Obviously, the interest the press is taking in stories such as this one suggests that my mother is hardly unique in the UK. My tweet was just one in thousands describing a situation The Guardian had reported at the beginning of February (“’They’ve been ignored’: older people cared for at home face vaccine delays”).
We’ve since been assured that my mother’s details have been passed on to the primary care team so… she’s on another list! Coincidentally, however, half an hour later, I was contacted by a member of the NHS Immunisation Management Service who wanted to know why my mother still hadn’t been vaccinated. I explained all the above. She sighed and confessed she also didn’t have a clue, offering: “Had you tried ringing the local hospital?”
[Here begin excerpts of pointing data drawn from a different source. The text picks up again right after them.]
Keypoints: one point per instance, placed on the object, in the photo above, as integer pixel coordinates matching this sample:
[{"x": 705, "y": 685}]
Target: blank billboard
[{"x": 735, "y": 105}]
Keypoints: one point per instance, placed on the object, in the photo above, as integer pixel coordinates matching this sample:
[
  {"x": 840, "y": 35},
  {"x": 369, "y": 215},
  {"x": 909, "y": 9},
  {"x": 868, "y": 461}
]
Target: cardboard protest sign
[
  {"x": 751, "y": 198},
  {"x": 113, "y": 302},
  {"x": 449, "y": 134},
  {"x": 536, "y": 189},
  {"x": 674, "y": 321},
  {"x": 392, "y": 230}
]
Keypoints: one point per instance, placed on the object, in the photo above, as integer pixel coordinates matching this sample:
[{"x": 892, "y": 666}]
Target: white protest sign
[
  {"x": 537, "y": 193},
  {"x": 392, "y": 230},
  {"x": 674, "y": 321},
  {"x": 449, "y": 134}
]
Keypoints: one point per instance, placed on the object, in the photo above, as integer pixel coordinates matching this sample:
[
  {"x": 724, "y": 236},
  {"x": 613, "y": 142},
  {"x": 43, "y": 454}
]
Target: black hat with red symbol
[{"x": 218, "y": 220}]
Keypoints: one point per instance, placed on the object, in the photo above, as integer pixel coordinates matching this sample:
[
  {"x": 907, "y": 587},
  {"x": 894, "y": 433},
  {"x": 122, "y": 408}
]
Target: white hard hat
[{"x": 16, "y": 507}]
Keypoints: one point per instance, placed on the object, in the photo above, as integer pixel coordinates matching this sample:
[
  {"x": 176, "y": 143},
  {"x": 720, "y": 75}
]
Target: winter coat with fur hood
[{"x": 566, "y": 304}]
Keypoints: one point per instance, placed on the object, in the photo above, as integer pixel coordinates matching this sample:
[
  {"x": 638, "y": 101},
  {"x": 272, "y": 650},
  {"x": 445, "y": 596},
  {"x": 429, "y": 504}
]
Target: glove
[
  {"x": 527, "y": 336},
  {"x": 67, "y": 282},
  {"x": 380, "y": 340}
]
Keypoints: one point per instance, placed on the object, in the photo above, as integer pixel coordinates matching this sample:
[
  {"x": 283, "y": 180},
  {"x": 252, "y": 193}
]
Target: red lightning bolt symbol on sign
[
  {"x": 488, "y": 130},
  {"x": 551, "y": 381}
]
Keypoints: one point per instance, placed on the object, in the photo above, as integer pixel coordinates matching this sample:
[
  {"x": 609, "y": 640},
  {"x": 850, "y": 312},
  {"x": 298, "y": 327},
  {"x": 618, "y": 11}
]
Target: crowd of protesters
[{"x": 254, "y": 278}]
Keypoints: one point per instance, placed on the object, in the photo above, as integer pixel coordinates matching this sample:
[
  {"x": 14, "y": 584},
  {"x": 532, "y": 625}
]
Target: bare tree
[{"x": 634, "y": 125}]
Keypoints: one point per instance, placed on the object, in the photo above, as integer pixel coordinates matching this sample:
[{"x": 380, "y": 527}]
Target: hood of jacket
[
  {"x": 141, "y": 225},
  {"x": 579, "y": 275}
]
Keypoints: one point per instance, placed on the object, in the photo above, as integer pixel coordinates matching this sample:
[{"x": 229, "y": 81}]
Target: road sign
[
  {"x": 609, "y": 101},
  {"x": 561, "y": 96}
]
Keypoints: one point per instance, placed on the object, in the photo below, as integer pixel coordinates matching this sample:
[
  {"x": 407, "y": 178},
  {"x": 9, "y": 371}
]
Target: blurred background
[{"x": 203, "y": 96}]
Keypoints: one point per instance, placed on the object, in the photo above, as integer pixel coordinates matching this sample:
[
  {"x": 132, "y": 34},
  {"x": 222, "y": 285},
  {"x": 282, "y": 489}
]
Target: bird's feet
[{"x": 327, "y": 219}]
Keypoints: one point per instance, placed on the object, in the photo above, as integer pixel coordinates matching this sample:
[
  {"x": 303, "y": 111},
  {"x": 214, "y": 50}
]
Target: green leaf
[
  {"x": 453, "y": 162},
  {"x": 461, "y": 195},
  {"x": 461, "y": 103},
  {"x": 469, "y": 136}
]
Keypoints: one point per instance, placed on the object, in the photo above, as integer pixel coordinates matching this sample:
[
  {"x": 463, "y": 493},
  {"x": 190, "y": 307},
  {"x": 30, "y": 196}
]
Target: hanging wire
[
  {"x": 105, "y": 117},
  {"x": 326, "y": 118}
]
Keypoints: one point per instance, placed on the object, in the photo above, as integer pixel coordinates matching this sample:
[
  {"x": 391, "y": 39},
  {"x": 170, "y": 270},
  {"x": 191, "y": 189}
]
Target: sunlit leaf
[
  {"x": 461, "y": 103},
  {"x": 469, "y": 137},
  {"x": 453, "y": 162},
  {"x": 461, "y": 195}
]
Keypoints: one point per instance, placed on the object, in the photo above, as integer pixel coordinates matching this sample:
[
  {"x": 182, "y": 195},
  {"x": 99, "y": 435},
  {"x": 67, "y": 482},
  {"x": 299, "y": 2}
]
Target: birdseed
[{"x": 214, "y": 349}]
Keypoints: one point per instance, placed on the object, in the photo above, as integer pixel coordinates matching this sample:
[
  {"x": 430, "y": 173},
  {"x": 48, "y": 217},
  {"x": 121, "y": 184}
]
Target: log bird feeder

Admittedly, it is easy to scoff at the failure of bureaucracy when scientists have worked so hard to get us a vaccine in record time. The NHS is doing a stellar job and home visits offer unique logistical challenges. However, given how much has been done, isn’t it fair to ask: should it be this much of a challenge?
My mother still doesn’t feel like watching much news and, thankfully, BBC’s “Flog It!” doesn’t cover the pandemic, so she isn’t too worried about being one of the last in her age group to get the vaccine. The same cannot be said of those of us looking after her. Our once very private and quiet home is now filled four times a day by strangers. The teams of two carers rotate throughout the week, meaning we are exposed to all comers. Most are wonderful (waves to Vicky, Donna, and Kerry) and wear their PPE properly, but the odd one still turns up with a mask under her nose or sneezing into a sleeve.
It is a constant worry and there is still no sign of the vaccine.